The work of the Veterans’ Advisory Committee on Environmental Hazards, as documented in their November 2, 1989 transcript, has little or no scientific merit, and should not serve as a basis for compensation or regulatory decisions of any sort.

the Air Force could just as easily have concluded that the health problems associated with the Ranch Handers were not necessarily related to eating beer nuts.

Shamefully, the deception, fraud and political interference that has characterized government sponsored studies on the health effects of exposure to Agent Orange and/or dioxin has not escaped studies ostensibly conducted by independent reviewers, a factor that has only further compounded the erroneous conclusions reached by the government.

The Zumwalt report concluded:

It can, in my judgment, be concluded, with a very high degree of confidence, that it is at least as likely as not that the following are caused in humans by exposure to TCDD: non-Hodgkin’s lymphoma, chloracne and other skin disorders, lip cancer, bone cancer, soft tissue sarcoma, birth defects, skin cancer, lung cancer, porphyria cutanea tarda and other liver disorders, Hodgkin’s disease, hematopoietic diseases, multiple myeloma, neurological defects and auto-immune diseases and disorders.

In addition, I am most comfortable in concluding that it is at least as likely as not that liver cancer, nasal/pharyngeal/esophageal cancers, leukemia, malignant melanoma, kidney cancer, testicular cancer, pancreatic cancer, stomach cancer, prostate cancer, colon cancer, brain cancer, psychosocial effects, and gastrointestinal disease are service– connected..

President Clinton called Admiral Zumwalt “the conscience of the US Navy”. In fact, Zumwalt’s report is used by veterans seeking compensation.
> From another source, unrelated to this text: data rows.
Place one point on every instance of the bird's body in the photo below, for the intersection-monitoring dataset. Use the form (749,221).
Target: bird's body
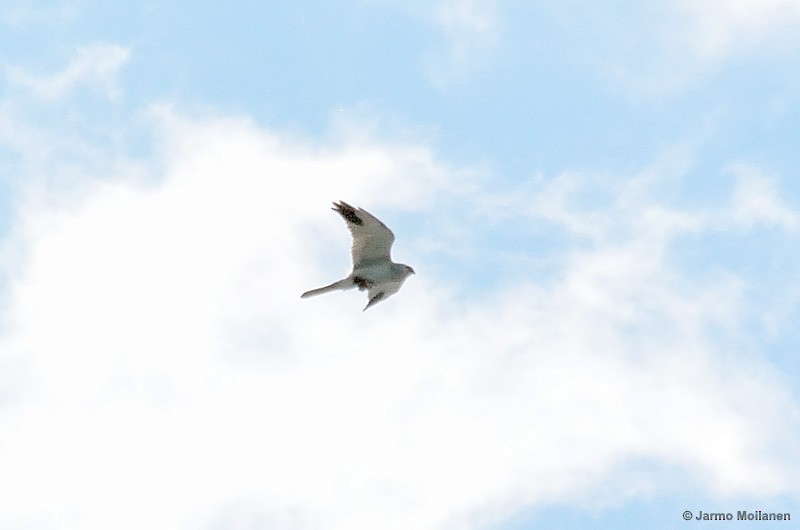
(373,268)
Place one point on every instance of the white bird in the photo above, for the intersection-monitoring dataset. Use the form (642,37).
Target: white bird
(373,268)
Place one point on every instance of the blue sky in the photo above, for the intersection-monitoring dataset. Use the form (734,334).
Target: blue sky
(600,200)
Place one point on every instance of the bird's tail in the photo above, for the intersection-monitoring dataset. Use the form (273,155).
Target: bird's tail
(335,286)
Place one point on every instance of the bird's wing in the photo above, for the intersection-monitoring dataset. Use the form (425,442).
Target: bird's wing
(382,291)
(372,240)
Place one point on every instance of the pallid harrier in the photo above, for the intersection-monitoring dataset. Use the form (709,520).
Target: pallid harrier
(373,268)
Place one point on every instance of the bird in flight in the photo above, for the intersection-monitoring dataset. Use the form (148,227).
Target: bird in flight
(373,268)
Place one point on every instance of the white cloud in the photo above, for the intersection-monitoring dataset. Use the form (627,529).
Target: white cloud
(717,29)
(471,29)
(94,66)
(169,376)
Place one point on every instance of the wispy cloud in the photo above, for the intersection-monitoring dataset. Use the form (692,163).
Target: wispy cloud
(715,30)
(171,372)
(94,67)
(471,29)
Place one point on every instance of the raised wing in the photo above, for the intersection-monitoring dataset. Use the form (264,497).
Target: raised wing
(372,240)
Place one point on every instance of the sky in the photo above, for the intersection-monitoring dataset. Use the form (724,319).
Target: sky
(600,200)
Zumwalt’s son was exposed to Agent Orange and died of lymphoma in 1988.

Boyle and Destefano’s Role in Agent Orange Pseudoscience

The CDC study (which lists no authors) that was published did not study any specific mechanism by which Agent Orange might have caused health issues in veterans. Instead, it studied dioxin levels in Vietnam veterans compared to non-Vietnam veterans. The 646 Vietnam veterans studied by CDC who all served in units that were most likely exposed, did not have elevated levels of dioxin as compared to non-Vietnam veterans. This retrospective study seeking differences of levels of dioxin nearly two decades after exposure is a type of epidemiologic study with only a long shot at success. The aims of the study were to determine whether military records could be “used to identify US Army Vietnam veterans who were likely to be exposed to the herbicide Agent Orange”.

Dioxin is stored in fat. The study measured dioxin levels in serum. Given the CDC’s failure to detect evidence for increased exposed in the 1980s, the ill-posed study was initially used as justification for no further science on the possible effects of exposure.